The majority of the discoveries were made outside Europe, from two completely new species of sea creatures discovered in the deep waters of Australia to numerous new finds in tropical climes.
Westerners have an advantage
“Finding new species in Denmark is quite rare, as most animal groups in western Europe are well studied," Hans Kristensen Viborg, a researcher at Aarhus Natural History Museum, explained to vindeskab.dk.
"The vast majority of new species are found in warmer parts of Earth. It is commonly Westerners who find new species because this is where the major museums are alongside huge resources for this basic type of research.”
Beauty in the eye of the researcher
According to Professor Henrik Enghoff, the key to the Danes' success might lie in their choice of species.

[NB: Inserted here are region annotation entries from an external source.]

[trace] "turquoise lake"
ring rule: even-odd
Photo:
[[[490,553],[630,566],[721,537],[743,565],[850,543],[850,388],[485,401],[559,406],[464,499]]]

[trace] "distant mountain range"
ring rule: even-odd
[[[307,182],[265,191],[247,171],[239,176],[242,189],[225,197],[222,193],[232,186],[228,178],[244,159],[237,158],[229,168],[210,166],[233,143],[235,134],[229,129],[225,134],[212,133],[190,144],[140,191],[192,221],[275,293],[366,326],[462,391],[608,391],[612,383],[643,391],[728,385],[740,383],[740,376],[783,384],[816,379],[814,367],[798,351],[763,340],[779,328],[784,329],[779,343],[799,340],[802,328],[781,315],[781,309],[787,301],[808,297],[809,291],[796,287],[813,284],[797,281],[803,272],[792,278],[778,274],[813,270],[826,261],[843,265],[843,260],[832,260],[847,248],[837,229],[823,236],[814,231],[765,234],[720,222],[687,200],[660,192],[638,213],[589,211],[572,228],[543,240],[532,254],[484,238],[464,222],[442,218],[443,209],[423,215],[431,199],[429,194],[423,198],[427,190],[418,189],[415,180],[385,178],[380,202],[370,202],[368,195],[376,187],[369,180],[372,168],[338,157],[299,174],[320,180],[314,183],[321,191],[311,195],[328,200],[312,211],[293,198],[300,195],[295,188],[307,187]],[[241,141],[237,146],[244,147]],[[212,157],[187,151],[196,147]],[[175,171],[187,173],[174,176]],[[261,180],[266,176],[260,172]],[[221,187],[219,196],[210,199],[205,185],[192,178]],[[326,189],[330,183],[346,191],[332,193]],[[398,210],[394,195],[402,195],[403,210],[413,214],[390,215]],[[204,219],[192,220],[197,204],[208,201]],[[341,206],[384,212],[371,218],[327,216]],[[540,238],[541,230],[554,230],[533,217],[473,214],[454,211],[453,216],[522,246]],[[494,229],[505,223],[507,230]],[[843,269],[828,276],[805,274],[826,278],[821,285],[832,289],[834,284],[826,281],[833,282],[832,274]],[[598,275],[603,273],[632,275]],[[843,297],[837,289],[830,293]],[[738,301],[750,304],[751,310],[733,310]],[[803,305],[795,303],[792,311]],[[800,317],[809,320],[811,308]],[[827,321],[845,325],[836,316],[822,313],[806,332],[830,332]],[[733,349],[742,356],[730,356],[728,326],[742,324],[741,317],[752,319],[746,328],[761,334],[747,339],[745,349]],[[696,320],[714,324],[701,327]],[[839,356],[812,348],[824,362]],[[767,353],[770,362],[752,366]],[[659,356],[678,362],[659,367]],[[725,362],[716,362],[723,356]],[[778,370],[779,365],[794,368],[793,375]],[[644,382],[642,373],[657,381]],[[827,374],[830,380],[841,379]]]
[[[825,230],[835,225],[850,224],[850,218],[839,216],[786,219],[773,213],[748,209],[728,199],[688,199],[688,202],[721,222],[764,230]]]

By preferring 'unpopular' kinds to “fluffy” or “cute” mammals, they tend to have more success.
"If you found a new species of rhinoceros, it would probably be something you could show off about," he told videnskab.dk.
"But for us who work with the more modest organisms, it is commonplace to find new species. For example, I have described nearly 300 new species of millipede, but that's not what I'm most proud of."